いつもの通り漫才を繰り広げながら傷の手当をしてもらう。

盛長と信栄は立ち回りが上手いのだろう、あまり傷を負ってない。

段蔵に至っては実戦経験は俺より上なので心配するのもおこがましいというものだ。

俺と信辰?

ボロッボロですよええ。

先頭二騎先駆けとかやるもんじゃねえな。

つーか下手したら死んでるわ、下手しなくても死んでるわ。

我ながらよく生きてたもんだ。

 

「で?我らが姫様はどうしたんだよ、何の為に俺らは今川軍と戦わされてんだ?なんかどっか行ったみてえだが。なんか知ってる信辰?」

「なんでもこの近辺の村にある迷信を変えるんだとさ。『おじゃが池』だっけか、それに龍神が住んでるとか、そんな感じのとこだ。」

「はえー、そりゃけったいなこって。じゃあ俺らは骨折り損のくたびれ儲けってとこか、そういう風習ってのはそうそう変わらねえからな。それこそその池の水全部無くすとかな。」

「はははっ、それが出来たら苦労は無いな。よし、ではそろそろ撤収しよう、信盛。」

 

信秀様が亡くなってからというもの、姫様はそういう行動を予告なしに起こすようになってきた。

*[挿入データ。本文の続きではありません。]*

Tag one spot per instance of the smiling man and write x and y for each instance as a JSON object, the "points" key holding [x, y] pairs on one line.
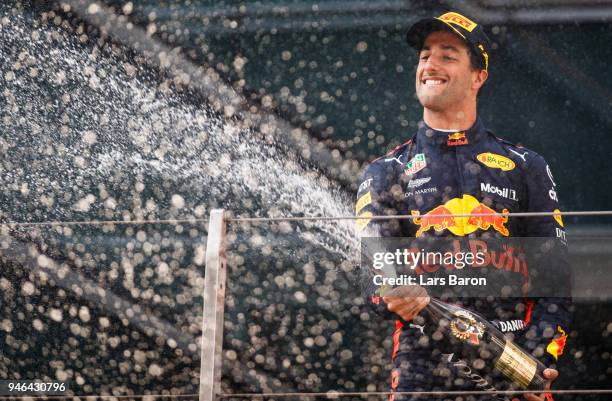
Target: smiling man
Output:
{"points": [[454, 166]]}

そういうとこが謀反を起こされやすい原因の一つだと思うのだがなぁ・・・。

 

「あいよ。佐久間隊!よく頑張ってくれた、引き上げるぞ!」

 

ざくざくと、兵たちが撤退準備を始めた。

あぁ、疲れた。

ていうか、当主と筆頭家老が居なくなって大丈夫だったのかな?

いやまぁ、それくらい今川勢が強敵というのもあるんだけどね。

 

しばらくして、清洲城。

 

「はーっはっはっはっ!清洲城はこのぼく、織田信勝が占拠したぁ!おとなしく投降しろぉ!」

 

その時、俺は初めて自分の額に青筋が浮いたのを自覚した。

仕事増やしやがって・・・。

 

「・・・盛長、信栄。兵を撤退させて。清洲城は俺と信辰と段蔵で取り返して来るから。」

「だ、大丈夫なんですか?」

「そうだぜオヤジ。無理すんなって。」

「気にすんな、勝家のいない信勝親衛隊とか戦力にすらならんよ。ったくもぉ、ほら行くよぉ。」

「「おぉー。」」

 

結局、この時の信勝の反乱は信盛の手によって隠蔽され、信奈の耳に届くことはなかった。